Sehr lebhaft erinnere ich mich an die Mozart-Sensation des Jahres 1990: In Philadelphia entdeckte eine Bibliothekarin beim Staubwischen ein Mozart-Autograph. Nicht „irgendeines“, sondern Mozarts komplette Handschrift seiner sicherlich bedeutendsten Klaviersonate (c-moll KV 457 mit Fantasie KV 475). Über Sotheby’s kam die Handschrift 1990/91 in den Besitz der Internationalen Stiftung Mozarteum, wo sie seither das bedeutendste Stück der Autographensammlung bildet. Außerdem wurde seinerzeit eine schöne, heute leider vergriffene, Faksimile-Ausgabe der ganzen Handschrift herausgebracht.

Ich hatte damals gerade als Lektor beim G. Henle Verlag angefangen und stand vor der reizvollen Aufgabe, zusammen mit dem Herausgeber Dr. Ernst Herttrich unseren Notentext anhand dieser bislang verschollenen, wahrhaft erstrangigen Quelle zu überprüfen. Unser damaliger Notentext basierte im Wesentlichen auf der 1785 erschienenen Erstausgabe (beim Verlag Artaria in Wien).

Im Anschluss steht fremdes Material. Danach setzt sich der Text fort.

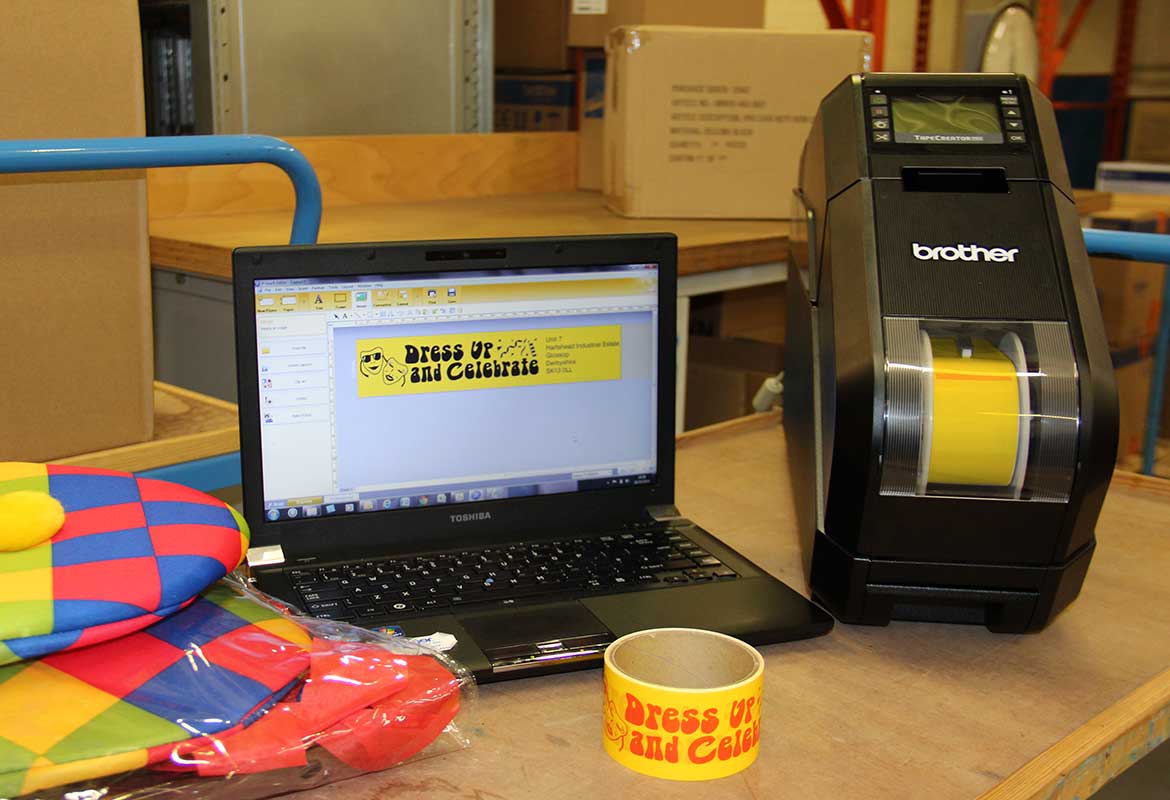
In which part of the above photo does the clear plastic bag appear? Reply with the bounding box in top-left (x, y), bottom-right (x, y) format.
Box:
top-left (3, 575), bottom-right (475, 800)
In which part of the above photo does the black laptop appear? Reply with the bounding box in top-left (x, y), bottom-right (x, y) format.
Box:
top-left (233, 234), bottom-right (831, 682)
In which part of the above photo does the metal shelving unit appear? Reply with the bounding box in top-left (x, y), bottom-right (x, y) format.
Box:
top-left (139, 0), bottom-right (493, 136)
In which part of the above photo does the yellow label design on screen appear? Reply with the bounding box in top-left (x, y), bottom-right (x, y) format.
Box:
top-left (356, 325), bottom-right (622, 397)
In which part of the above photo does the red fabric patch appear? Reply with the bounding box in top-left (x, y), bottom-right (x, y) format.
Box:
top-left (136, 478), bottom-right (227, 506)
top-left (148, 524), bottom-right (241, 571)
top-left (45, 630), bottom-right (185, 698)
top-left (54, 557), bottom-right (162, 609)
top-left (197, 624), bottom-right (311, 692)
top-left (69, 610), bottom-right (167, 650)
top-left (53, 502), bottom-right (147, 542)
top-left (46, 465), bottom-right (132, 477)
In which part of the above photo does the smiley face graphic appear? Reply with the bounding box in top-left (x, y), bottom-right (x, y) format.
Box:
top-left (359, 347), bottom-right (385, 378)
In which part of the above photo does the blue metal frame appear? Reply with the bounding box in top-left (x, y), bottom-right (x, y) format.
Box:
top-left (0, 135), bottom-right (322, 244)
top-left (1083, 228), bottom-right (1170, 475)
top-left (0, 134), bottom-right (321, 490)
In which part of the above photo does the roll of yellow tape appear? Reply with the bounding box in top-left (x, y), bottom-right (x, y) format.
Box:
top-left (927, 336), bottom-right (1021, 486)
top-left (602, 628), bottom-right (764, 781)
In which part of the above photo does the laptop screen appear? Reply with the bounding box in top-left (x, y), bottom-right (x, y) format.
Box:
top-left (252, 262), bottom-right (659, 522)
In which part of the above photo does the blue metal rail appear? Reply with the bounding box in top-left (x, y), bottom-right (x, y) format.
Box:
top-left (0, 135), bottom-right (321, 490)
top-left (0, 135), bottom-right (321, 244)
top-left (1083, 228), bottom-right (1170, 475)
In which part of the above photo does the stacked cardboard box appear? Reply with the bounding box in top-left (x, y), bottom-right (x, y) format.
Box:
top-left (1, 2), bottom-right (153, 461)
top-left (685, 336), bottom-right (783, 430)
top-left (1085, 201), bottom-right (1170, 463)
top-left (603, 26), bottom-right (871, 218)
top-left (494, 72), bottom-right (575, 132)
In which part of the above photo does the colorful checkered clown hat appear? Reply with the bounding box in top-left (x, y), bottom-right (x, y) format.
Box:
top-left (0, 462), bottom-right (249, 664)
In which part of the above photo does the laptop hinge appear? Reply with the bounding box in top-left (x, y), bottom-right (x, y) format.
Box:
top-left (646, 504), bottom-right (681, 522)
top-left (246, 544), bottom-right (287, 568)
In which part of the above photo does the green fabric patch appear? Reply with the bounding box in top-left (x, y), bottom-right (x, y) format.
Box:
top-left (0, 601), bottom-right (53, 642)
top-left (0, 476), bottom-right (49, 496)
top-left (44, 701), bottom-right (187, 765)
top-left (0, 543), bottom-right (52, 574)
top-left (0, 734), bottom-right (39, 797)
top-left (0, 658), bottom-right (29, 689)
top-left (202, 585), bottom-right (282, 626)
top-left (228, 505), bottom-right (251, 547)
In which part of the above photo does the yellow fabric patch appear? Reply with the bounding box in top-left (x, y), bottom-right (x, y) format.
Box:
top-left (0, 492), bottom-right (65, 551)
top-left (0, 463), bottom-right (47, 482)
top-left (20, 748), bottom-right (148, 795)
top-left (0, 663), bottom-right (122, 754)
top-left (0, 568), bottom-right (52, 603)
top-left (255, 617), bottom-right (313, 647)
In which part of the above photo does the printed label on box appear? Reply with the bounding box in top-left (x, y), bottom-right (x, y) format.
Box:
top-left (666, 81), bottom-right (814, 166)
top-left (572, 0), bottom-right (607, 14)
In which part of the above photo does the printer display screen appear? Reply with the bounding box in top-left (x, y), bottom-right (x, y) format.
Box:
top-left (891, 95), bottom-right (1003, 145)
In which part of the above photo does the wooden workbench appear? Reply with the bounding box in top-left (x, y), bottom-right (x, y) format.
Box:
top-left (149, 190), bottom-right (788, 281)
top-left (271, 413), bottom-right (1170, 800)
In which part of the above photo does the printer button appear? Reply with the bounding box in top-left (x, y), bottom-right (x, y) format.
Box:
top-left (870, 105), bottom-right (889, 117)
top-left (1005, 119), bottom-right (1024, 130)
top-left (871, 119), bottom-right (890, 130)
top-left (1003, 107), bottom-right (1021, 118)
top-left (1008, 133), bottom-right (1026, 144)
top-left (869, 93), bottom-right (888, 105)
top-left (999, 94), bottom-right (1019, 105)
top-left (872, 131), bottom-right (891, 143)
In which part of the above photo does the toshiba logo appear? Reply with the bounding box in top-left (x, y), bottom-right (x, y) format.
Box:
top-left (913, 242), bottom-right (1019, 263)
top-left (450, 512), bottom-right (492, 523)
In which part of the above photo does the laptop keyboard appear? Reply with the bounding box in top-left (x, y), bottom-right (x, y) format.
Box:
top-left (286, 524), bottom-right (738, 624)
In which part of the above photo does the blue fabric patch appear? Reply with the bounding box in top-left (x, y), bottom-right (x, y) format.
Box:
top-left (48, 474), bottom-right (140, 512)
top-left (147, 596), bottom-right (247, 651)
top-left (51, 527), bottom-right (154, 567)
top-left (143, 501), bottom-right (236, 528)
top-left (123, 657), bottom-right (276, 734)
top-left (156, 556), bottom-right (229, 608)
top-left (4, 628), bottom-right (81, 661)
top-left (52, 599), bottom-right (147, 632)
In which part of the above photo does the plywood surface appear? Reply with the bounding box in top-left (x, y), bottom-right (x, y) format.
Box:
top-left (147, 133), bottom-right (579, 220)
top-left (150, 190), bottom-right (788, 280)
top-left (275, 413), bottom-right (1170, 800)
top-left (57, 383), bottom-right (237, 473)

Sie werden sich jetzt wahrscheinlich fragen: Was wird bei so einem Vergleich schon Besonderes herauskommen? Das Werk wird doch im Autograph keinen wesentlich anderen Text aufweisen als in der Erstausgabe, zumal dieser „Ur-Druck“ von Mozart ja autorisiert war? Ich kann Ihnen nicht in Prozentzahlen antworten, aber glauben Sie mir: Mehr als 200 Jahre lang mussten Pianisten mit einem nicht 100% korrekten Notentext vorlieb nehmen. Einfach deshalb, weil eine der wichtigsten Quellen bis dahin verschollen war.

Was ich damals schlagartig und für mich neu lernte: „Urtext“ bedeutet nicht – wie ich annahm –, ein für immer und alle Zeiten gültiger Notentext. Ein verantwortungsvoller Umgang mit „Urtext“ bedeutet vielmehr, alle Chancen für eine beständige Optimierung des Textes zu suchen und zu nutzen. Das ist das erklärte, prinzipielle Ziel des G. Henle Verlags. Taucht beispielsweise unverhofft aus den Tiefen der Überlieferungsschichten eine erstrangige Quelle auf, so wie Mozarts Autograph, muss der vorhandene Urtext mit der neuen Quelle verglichen, revidiert und gegebenenfalls neu gedruckt werden. Es gehörte übrigens auch zu meinen ersten Erfahrungen, dass die meisten anderen Verlage nicht so denken und handeln: Von der sensationellen Quelle KV 457/475 und ihrem textkritischen Wert wurde auf dem Notenmarkt bis heute kaum Notiz genommen. Es wird immer und immer wieder der schlechtere Text nachgedruckt…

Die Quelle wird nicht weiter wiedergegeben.